Despite grumbling about rising prices and creaking public services, Irish people enjoy one of the lowest inflation rates in the world, and the best quality of life in any country bar none. That's according to a survey of 180 countries to be published next week.
The Economist Pocket World in Figures 2006 draws together a number of previously published and new studies from the Economist Intelligence Unit, showing Ireland to have the fifth-highest GDP per head worldwide at $38,430 (€30,837).
Although its cost of living is just below that of New York, Ireland's consumer price inflation rate is said to be relatively low at 2.2 per cent last year - three times lower than the rate in Brazil, and 60 times lower than that in Zimbabwe.
However, office rents were found to be particularly high in Dublin, at $805 (€646) per square metre in January 2005. Only four other cities were found to be more expensive: London, Tokyo, Paris and Birmingham.
Ireland ranks first on a quality of life index, ahead of Switzerland and Norway.

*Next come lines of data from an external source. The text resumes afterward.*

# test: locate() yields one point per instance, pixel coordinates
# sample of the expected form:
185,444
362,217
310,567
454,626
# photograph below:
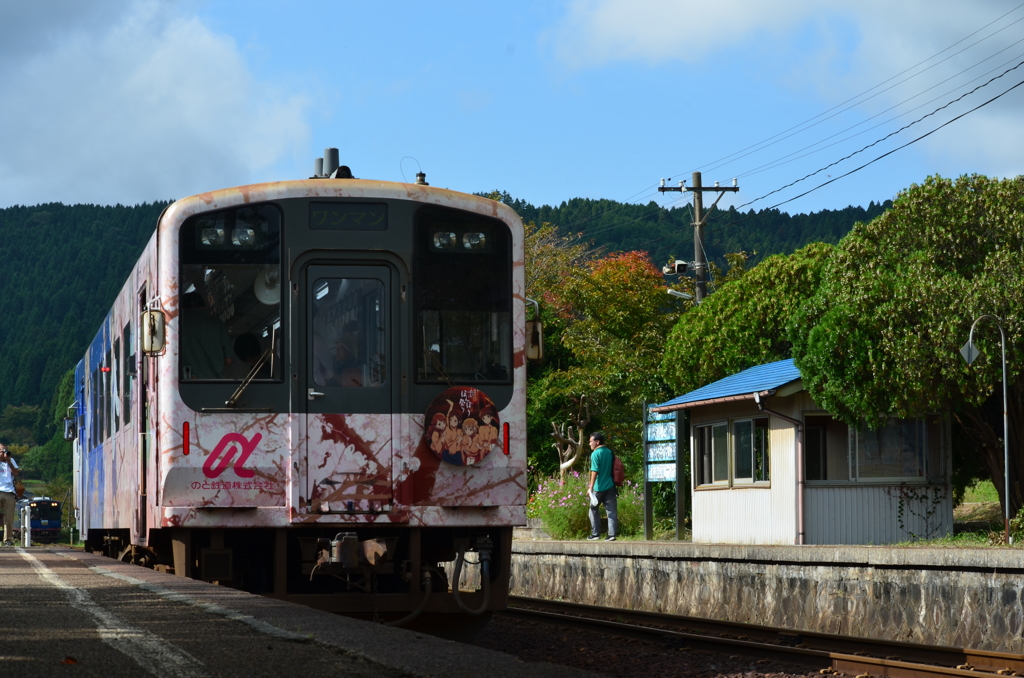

The calculation is based on a number of measures including political freedom; family and community life; climate and gender equality.
On a separate human development index, Ireland ranked 10th, ahead of Denmark, France and most other EU nation states. And while Irish people had just the 38th-highest life expectancy at 78.5 years, they still ranked higher than the US and Denmark, among other industrialised nations.
However, a worrying health trend was the rate of obesity, with a fifth of Irish men falling into this category, the 16th-highest rate in the world. While Ireland had the ninth-highest number of hospital beds per 1,000 population, it failed to register in the top 30 highest health spenders as a proportion of GDP.
In other lifestyle areas, Ireland had the second-highest rate of beer consumption per capita, and the third-highest rate of colour TV ownership per household, after the US and Belgium.
On overseas development, Ireland ranked ninth - along with Switzerland - in terms of bilateral and multilateral aid as a percentage of GDP. Saudi Arabia, Norway, Denmark, Luxembourg, Netherlands, Sweden, Belgium and France filled the higher spots.